Il va sans dire que les manières de faire dans les fonctions administrative, logistique, commerciale, financière et la production ont dû se départir des vieilles méthodes pour adopter les nouvelles manières de travailler. Cela ne s’est pas fait sans conséquences et même sans certaines pesanteurs. L’entreprise concernée a sans doute dû évoluer. Je trouve que les acteurs du domaine ne doivent plus se focaliser uniquement sur les bénéfices de la digitalisation pour l’usager ou le client. L’arrière-boutique, le back-office intéressent aussi.

Yolande ENAMA on Twitter: “Avant d’aller vers une transformation digitale, bien définir ses objectifs (mesurables bien sûr), utiliser des outils en fonction du contexte de l’entreprise et inculquer aux employés la culture du numérique #DoualaDigitalStory / Twitter”

Avant d’aller vers une transformation digitale, bien définir ses objectifs (mesurables bien sûr), utiliser des outils en fonction du contexte de l’entreprise et inculquer aux employés la culture du numérique #DoualaDigitalStory

Le rôle de l’État

“L’administration, qui est la première entreprise du pays, doit être la locomotive de l’adoption des innovations et du digital.”

– Un participant au Douala Digital Story

L’État doit pouvoir mettre en place tous les mécanismes sur les plans législatif, réglementaire, judiciaire et administratif pour permettre le développement de l’économie numérique que le gouvernement appelle de tous ses vœux.
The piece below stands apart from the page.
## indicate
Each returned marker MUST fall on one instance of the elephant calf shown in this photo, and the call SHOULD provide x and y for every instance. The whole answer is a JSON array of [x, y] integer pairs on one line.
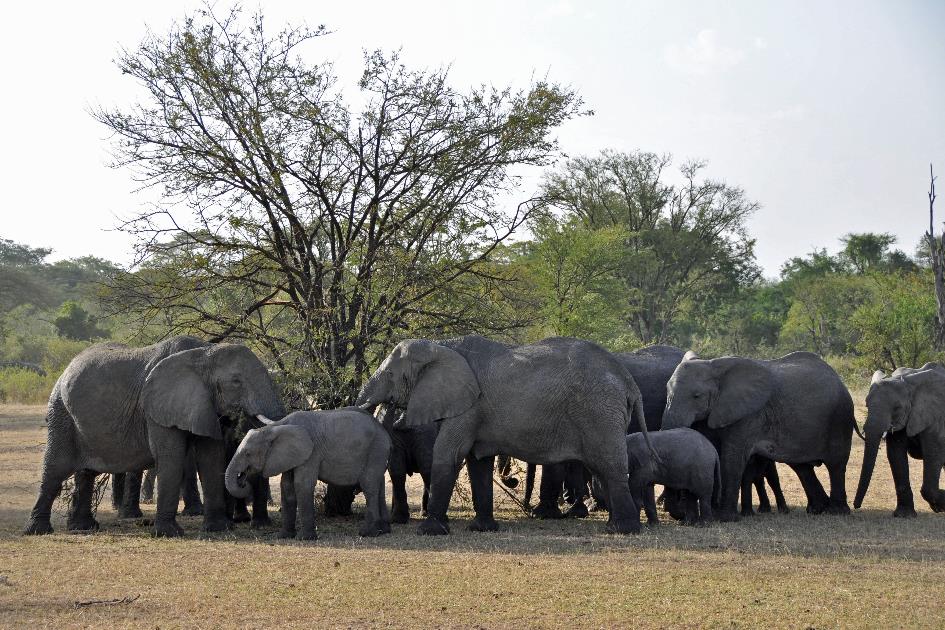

Mais cela ne doit pas se limiter à inciter les initiatives privées à s’y investir. L’État, par ses nombreux ministères, agences et organismes, doit montrer la marche à suivre. En dehors de quelques rares initiatives (comme la procédure d’obtention de la carte grise automobile), l’administration publique camerounaise n’est pas investie dans le processus de sa digitalisation.

La quasi-totalité des démarches demandent encore de se déplacer au sein des administrations. Alors qu’il est de plus en plus aisé de construire des plateformes numériques qui permettraient de simplifier les formalités et de désengorger les administrations.

La digitalisation de l’administration pourrait avoir un autre bénéfice : la réduction de la corruption, par l’annulation des intermédiaires. Alors, plus besoin de laisser des pots-de-vin à chaque étape du parcours. En outre, les payements ne sont plus effectués en espèces chez un agent, avec les risques de détournement que cela comporte, mais directement dans les caisses du Trésor public, via un dépôt mobile money.